Hunt for clean material on Enceladus
To find an area on Enceladus where such pure material could be used, Hendrix and the team analyzed data from Hubble Space Telescope and Cassini spacecraft to see how deep photons of UV light can penetrate the surface of the moon.
“What we found in this study is that there are places on the surface of Enceladus where we can land with a spacecraft and take a sample — and we’re measuring relatively pristine organics,” Hendrix said. “That’s because solar ultraviolet (UV) photons don’t really penetrate the frozen surface very well.”
The team discovered that harmful UV photons can only penetrate about 100 micrometers into the icy surface of Enceladus, which is the width of a few human hairs.
“So that the highest part of the surface is exposed to harmful UV photons, but only a percentage of the organics are chemically transformed, and soon that material is covered by fresher plume material,” explained Hendrix. “And the deeper grains don’t undergo further modification – because the UV photons are prevented from interacting with the deeper material.
The results gathered by the team are useful because they tell the scientists that the Enceladus missions have a lot of organics to sample without having to analyze too much.
“Because UV light quickly changes organic molecules, the depth that such light travels to the surface of an ice-covered world is very important.
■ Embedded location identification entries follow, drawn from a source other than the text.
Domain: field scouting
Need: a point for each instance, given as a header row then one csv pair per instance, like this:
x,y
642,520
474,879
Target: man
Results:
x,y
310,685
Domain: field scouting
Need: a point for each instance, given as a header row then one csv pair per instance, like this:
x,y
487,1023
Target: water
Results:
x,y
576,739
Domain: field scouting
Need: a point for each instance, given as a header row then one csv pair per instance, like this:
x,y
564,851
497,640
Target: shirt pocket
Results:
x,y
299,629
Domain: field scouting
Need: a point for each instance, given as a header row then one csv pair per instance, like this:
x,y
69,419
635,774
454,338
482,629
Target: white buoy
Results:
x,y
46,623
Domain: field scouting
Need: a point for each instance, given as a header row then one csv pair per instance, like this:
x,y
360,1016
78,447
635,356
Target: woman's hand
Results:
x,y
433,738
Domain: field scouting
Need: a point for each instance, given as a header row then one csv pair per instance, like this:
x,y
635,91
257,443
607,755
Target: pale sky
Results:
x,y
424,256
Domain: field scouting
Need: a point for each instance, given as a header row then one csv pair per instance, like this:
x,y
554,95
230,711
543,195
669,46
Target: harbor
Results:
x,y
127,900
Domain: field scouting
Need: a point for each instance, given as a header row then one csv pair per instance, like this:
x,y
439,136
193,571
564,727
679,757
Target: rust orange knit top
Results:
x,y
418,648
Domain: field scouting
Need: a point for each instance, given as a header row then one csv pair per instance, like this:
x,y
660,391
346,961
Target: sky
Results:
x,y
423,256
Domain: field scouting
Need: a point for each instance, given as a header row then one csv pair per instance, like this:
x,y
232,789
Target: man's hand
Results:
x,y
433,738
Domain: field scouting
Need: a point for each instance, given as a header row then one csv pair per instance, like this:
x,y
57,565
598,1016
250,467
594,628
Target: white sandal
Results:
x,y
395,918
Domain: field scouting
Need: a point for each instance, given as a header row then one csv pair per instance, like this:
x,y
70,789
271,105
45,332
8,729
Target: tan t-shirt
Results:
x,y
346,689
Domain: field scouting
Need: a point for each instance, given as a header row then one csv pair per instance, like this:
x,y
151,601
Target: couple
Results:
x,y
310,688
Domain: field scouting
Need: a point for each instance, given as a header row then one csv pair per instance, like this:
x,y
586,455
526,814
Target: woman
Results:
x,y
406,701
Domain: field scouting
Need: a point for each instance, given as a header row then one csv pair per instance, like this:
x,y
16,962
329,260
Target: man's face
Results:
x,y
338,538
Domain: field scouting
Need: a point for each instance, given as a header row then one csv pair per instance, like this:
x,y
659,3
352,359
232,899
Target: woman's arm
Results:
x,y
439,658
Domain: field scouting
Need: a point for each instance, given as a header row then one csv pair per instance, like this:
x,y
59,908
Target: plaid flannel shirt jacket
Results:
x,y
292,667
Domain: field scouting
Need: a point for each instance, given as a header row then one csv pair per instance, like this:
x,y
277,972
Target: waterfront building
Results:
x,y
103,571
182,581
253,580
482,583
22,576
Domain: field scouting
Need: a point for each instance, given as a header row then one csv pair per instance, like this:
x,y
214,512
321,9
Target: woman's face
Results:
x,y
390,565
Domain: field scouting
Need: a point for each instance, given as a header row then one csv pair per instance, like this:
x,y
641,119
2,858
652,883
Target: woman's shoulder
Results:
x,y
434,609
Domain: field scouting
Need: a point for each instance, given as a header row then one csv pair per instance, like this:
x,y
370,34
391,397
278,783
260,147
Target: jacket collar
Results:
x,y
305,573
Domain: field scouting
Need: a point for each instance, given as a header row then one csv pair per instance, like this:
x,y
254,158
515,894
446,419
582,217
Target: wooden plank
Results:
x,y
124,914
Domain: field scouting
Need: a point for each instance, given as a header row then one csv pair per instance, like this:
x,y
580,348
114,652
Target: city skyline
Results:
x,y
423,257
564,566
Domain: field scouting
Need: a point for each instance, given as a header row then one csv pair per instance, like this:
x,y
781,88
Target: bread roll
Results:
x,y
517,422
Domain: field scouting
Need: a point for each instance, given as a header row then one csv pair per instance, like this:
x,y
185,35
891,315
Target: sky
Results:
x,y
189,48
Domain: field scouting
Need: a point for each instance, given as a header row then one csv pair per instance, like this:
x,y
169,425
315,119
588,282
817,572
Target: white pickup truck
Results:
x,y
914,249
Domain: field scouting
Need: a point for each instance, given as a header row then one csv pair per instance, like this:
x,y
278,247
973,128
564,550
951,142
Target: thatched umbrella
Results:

With the short UV penetration depth found , our results confirm that there is enough organic material locked and preserved in the ices of Enceladus to be traced back to its ocean,” Christopher House, co-author of the research and a scientist at Penn State University, said in the statement. “It’s amazing to think that with known technology, we could easily access a lot of organic material from a habitable extraterrestrial ocean.”
The team’s research was published December 18 in the journal Earth and Environment Communication.